Despite the overwhelming despair and misery, there are multiple heartwarming stories of the kindness that Kazakhs living close to ALZHIR had shown the prisoners. It is reported that Kazakhs, who themselves went through the famine in the 1930s, left some food for the prisoners under the bushes in secret. 

When one of the former prisoners, Gertrude Platais, returned to Kazakhstan in 1990, she shared a story that later became an essential part of the guided tours by the museum’s staff. Once, when women were carrying reeds from Lake Zhalanash, old men and children started throwing what looked like stones at them. Guards laughed, taunting the women. However, the women realized the villagers weren’t throwing stones, but dry sour milk balls called qurt. It wasn’t hatred that those Kazakhs showed but an act of humanity, as this traditional Kazakh snack helped women survive harsh winters in the steppe. 

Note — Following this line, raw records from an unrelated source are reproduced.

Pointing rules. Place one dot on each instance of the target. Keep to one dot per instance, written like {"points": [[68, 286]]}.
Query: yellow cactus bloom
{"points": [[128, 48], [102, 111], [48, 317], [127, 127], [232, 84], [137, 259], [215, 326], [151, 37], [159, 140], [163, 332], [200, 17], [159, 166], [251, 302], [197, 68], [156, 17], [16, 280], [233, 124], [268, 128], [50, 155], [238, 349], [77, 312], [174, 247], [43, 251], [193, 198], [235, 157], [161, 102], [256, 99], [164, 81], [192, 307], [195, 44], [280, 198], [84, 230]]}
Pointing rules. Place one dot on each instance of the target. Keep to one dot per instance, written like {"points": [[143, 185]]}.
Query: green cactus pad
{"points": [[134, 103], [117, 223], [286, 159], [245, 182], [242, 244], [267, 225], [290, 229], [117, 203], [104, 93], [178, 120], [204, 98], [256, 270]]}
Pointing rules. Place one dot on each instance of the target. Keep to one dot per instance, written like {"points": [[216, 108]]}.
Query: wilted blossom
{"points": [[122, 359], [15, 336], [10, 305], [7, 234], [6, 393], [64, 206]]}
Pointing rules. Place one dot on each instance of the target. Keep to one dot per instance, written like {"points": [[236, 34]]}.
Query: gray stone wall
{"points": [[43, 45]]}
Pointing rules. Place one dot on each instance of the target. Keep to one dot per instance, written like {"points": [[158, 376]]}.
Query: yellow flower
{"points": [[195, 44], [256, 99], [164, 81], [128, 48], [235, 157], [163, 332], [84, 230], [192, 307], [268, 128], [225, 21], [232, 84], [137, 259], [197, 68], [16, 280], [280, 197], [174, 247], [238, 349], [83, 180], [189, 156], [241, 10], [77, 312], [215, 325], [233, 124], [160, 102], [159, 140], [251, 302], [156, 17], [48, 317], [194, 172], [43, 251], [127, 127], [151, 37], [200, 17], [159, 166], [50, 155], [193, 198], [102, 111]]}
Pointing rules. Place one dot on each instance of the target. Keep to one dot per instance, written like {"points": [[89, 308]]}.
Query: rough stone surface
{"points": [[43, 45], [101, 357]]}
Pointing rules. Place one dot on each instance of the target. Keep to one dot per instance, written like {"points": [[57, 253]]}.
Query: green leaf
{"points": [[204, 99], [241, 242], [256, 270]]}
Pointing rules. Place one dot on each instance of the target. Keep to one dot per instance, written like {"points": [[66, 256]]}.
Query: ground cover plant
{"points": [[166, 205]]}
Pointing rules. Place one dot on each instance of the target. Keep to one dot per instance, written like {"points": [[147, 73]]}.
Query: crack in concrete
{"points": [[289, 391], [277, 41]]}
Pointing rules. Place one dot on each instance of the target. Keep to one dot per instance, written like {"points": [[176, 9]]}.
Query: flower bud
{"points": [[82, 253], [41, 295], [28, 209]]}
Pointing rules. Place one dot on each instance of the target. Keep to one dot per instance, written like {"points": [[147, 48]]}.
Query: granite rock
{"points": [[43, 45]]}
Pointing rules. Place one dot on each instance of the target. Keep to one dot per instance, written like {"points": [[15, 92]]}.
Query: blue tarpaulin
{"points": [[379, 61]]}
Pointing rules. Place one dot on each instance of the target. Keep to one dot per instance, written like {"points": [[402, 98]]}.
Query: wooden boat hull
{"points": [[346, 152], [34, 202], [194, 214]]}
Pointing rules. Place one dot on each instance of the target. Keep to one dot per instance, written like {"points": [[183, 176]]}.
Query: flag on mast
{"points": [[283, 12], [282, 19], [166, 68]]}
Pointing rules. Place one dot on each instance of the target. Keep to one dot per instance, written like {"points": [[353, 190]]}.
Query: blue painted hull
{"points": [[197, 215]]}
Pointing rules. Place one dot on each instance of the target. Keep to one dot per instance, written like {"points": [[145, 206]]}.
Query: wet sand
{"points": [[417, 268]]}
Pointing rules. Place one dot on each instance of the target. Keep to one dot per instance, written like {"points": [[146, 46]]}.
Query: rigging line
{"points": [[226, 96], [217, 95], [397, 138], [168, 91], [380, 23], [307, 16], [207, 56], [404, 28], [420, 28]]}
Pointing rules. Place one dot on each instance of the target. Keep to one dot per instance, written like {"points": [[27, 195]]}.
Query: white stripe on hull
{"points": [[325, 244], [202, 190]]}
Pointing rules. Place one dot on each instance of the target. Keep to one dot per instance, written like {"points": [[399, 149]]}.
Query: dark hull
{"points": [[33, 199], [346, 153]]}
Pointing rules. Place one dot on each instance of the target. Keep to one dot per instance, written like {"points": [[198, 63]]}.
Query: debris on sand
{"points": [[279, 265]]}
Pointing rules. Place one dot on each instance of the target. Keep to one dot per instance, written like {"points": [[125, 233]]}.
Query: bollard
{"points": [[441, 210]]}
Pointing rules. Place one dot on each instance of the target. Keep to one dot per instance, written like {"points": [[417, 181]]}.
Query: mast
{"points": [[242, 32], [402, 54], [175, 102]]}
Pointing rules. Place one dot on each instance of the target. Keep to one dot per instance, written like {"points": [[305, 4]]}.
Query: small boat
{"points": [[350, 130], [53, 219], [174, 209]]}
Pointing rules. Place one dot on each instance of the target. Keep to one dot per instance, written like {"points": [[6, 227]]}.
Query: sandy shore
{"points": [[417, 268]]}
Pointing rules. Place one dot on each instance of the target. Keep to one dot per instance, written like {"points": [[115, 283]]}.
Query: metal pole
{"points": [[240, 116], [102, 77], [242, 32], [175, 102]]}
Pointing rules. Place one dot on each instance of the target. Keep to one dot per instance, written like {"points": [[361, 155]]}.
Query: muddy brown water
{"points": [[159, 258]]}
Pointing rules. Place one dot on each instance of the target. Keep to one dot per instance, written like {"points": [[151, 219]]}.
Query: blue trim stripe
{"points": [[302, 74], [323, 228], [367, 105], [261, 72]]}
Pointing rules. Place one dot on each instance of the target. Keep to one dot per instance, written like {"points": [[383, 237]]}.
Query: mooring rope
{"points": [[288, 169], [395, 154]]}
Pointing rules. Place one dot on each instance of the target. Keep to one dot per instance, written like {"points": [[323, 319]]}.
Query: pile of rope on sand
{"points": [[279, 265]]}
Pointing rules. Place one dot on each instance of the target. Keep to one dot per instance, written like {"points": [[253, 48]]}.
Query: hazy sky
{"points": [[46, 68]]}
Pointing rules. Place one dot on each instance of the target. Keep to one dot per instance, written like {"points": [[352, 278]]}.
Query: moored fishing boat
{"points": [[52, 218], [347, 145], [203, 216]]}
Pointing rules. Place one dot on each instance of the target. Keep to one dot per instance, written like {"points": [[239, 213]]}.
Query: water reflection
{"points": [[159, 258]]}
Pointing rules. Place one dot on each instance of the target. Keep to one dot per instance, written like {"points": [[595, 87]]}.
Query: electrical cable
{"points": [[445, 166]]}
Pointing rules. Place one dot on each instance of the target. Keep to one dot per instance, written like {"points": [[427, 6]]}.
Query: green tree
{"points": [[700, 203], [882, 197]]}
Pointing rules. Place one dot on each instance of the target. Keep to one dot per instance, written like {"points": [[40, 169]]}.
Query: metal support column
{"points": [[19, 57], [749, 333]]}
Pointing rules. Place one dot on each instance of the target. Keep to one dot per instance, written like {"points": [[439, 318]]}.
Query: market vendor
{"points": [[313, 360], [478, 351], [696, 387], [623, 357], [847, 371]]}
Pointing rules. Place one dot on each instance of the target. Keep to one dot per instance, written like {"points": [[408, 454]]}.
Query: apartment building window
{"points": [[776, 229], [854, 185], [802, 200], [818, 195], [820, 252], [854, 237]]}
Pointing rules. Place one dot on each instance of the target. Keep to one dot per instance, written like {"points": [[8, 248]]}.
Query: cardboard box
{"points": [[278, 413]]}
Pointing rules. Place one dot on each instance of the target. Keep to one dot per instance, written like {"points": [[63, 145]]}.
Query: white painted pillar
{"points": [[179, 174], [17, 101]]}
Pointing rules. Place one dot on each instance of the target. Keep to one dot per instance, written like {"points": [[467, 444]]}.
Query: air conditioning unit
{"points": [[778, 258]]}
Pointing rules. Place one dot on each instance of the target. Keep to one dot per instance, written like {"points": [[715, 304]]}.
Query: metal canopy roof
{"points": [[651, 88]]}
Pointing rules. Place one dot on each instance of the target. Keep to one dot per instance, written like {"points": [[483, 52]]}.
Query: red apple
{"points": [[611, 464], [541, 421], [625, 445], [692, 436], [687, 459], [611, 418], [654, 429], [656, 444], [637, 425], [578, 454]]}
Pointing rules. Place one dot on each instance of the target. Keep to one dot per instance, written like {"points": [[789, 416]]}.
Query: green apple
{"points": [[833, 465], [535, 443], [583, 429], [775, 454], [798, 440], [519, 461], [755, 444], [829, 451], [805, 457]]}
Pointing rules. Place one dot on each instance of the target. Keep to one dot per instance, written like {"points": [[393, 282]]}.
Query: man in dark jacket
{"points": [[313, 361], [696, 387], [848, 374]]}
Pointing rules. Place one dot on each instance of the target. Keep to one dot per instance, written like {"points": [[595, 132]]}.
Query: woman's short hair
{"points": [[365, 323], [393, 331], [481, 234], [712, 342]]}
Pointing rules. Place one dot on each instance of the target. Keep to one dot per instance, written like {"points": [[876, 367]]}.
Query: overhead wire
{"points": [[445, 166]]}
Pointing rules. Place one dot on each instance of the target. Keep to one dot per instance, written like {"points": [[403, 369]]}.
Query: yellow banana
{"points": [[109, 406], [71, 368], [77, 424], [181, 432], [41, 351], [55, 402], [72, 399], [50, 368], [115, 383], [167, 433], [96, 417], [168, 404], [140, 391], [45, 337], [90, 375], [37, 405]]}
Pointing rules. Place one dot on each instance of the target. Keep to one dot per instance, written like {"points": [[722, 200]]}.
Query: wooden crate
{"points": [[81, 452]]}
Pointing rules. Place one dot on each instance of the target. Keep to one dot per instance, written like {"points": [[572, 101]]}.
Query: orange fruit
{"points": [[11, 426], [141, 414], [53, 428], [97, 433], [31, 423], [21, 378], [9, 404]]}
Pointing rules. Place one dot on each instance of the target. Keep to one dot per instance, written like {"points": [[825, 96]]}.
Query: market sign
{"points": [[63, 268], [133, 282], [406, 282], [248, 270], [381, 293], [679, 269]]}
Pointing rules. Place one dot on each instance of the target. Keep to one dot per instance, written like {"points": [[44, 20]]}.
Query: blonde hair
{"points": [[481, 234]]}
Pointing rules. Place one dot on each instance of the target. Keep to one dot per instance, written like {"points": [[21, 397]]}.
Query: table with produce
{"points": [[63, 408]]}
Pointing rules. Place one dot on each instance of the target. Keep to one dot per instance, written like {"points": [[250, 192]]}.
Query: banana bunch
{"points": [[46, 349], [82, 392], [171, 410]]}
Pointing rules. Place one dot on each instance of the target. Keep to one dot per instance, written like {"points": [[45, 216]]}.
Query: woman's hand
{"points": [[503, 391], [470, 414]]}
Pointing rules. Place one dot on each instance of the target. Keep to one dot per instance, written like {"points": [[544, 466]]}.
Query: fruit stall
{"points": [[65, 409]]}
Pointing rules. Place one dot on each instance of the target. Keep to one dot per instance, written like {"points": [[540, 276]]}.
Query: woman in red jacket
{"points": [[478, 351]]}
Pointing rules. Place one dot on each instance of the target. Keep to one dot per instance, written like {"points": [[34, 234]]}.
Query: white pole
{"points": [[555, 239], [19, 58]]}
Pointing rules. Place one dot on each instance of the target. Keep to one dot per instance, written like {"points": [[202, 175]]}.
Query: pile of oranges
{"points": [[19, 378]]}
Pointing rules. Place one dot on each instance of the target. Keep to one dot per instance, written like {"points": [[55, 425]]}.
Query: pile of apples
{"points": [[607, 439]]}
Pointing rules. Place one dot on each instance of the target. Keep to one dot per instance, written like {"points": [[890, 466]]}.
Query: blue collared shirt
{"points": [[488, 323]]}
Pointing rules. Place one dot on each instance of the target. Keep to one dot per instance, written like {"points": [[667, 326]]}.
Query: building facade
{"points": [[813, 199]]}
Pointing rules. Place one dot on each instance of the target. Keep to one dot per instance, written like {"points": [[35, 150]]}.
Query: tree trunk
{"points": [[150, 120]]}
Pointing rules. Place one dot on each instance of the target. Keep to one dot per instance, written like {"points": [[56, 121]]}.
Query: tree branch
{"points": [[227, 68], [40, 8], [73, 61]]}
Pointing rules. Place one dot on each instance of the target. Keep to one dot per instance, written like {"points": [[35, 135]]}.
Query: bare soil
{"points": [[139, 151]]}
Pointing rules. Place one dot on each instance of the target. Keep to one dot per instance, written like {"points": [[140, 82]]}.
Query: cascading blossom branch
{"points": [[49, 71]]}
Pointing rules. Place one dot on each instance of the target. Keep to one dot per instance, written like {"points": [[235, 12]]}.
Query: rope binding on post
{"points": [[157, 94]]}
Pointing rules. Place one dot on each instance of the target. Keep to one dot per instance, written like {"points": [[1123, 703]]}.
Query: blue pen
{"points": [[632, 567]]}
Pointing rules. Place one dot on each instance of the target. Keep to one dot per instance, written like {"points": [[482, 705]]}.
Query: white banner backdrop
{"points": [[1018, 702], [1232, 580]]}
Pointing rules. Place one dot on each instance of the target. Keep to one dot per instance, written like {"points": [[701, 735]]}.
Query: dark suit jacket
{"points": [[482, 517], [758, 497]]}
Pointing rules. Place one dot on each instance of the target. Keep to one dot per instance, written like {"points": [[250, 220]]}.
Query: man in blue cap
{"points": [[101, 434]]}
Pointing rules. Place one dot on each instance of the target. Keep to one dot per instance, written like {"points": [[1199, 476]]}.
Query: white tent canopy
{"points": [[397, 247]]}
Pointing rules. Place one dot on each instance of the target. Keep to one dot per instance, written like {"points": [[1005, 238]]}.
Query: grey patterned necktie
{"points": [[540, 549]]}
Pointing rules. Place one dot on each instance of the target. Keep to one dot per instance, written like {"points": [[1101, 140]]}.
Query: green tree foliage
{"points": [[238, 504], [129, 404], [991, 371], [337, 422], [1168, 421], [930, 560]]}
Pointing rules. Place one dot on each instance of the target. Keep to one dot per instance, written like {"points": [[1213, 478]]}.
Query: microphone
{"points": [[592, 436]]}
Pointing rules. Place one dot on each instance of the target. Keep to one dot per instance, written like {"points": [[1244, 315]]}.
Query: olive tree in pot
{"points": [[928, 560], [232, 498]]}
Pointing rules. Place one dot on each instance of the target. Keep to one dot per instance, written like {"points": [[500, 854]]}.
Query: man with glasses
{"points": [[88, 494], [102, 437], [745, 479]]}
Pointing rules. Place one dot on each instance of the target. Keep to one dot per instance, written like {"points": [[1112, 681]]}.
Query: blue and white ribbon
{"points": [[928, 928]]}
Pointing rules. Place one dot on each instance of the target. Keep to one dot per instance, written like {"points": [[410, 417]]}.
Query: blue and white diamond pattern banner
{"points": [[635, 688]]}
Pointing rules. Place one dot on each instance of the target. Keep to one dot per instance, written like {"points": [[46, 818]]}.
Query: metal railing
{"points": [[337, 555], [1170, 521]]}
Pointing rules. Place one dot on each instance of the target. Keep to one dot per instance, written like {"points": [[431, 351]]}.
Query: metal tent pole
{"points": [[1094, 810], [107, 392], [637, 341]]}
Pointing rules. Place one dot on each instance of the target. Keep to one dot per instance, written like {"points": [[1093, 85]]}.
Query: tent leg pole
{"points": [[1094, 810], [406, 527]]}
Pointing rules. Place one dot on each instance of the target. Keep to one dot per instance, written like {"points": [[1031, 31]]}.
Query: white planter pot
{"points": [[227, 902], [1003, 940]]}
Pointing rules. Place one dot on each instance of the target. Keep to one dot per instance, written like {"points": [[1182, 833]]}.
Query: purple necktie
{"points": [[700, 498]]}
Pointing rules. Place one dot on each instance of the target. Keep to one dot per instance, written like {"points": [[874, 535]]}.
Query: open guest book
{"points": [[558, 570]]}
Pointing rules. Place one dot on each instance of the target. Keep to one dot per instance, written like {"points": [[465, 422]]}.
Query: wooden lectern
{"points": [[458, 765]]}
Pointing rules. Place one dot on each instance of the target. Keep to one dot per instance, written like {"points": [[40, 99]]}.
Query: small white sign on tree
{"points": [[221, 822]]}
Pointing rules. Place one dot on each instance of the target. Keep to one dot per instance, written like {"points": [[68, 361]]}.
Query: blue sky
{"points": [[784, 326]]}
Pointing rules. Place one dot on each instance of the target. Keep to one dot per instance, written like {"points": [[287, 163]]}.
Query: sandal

Today, almost a century later, ALZHIR is a museum-memorial complex. Opened in 2007 by then-President Nazarbayev, the memorial complex consists of a museum building, the “Arch of Sorrow” monument, “Despair and Weakness” and “Fight and Hope” sculptures, a watchtower, a memory wall, and a transportation wagon that was used to bring new prisoners. Although the camp was demolished during Soviet times, the mass grave of women who died there still stands.

Inside the museum—a brown truncated-cone-shaped building with no windows—is the exhibition, which consists of an explanation of the Gulag system, personal belongings of the prisoners, a replica guard post, a transportation wagon, and photos and letters of the women whose fate was so tragic.

Although the ALZHIR camp was in Kazakhstan, it is a shared pain, as women from every other Soviet country were sent here. For example, in neighbouring Azerbaijan, a play, Codename: Wives of the Enemies of the People (Azerbaijani: Kod adı: "VXA" (Vətən xainlərinin arvadları), based on these events premiered at the Azerbaijan State Theater for Young Spectators in December 2022 in Baku. It tells the story of the women who became victims of Stalinist repressions in Azerbaijan in the 1930s, reminding us of extent of the Soviet Union’s tragic history.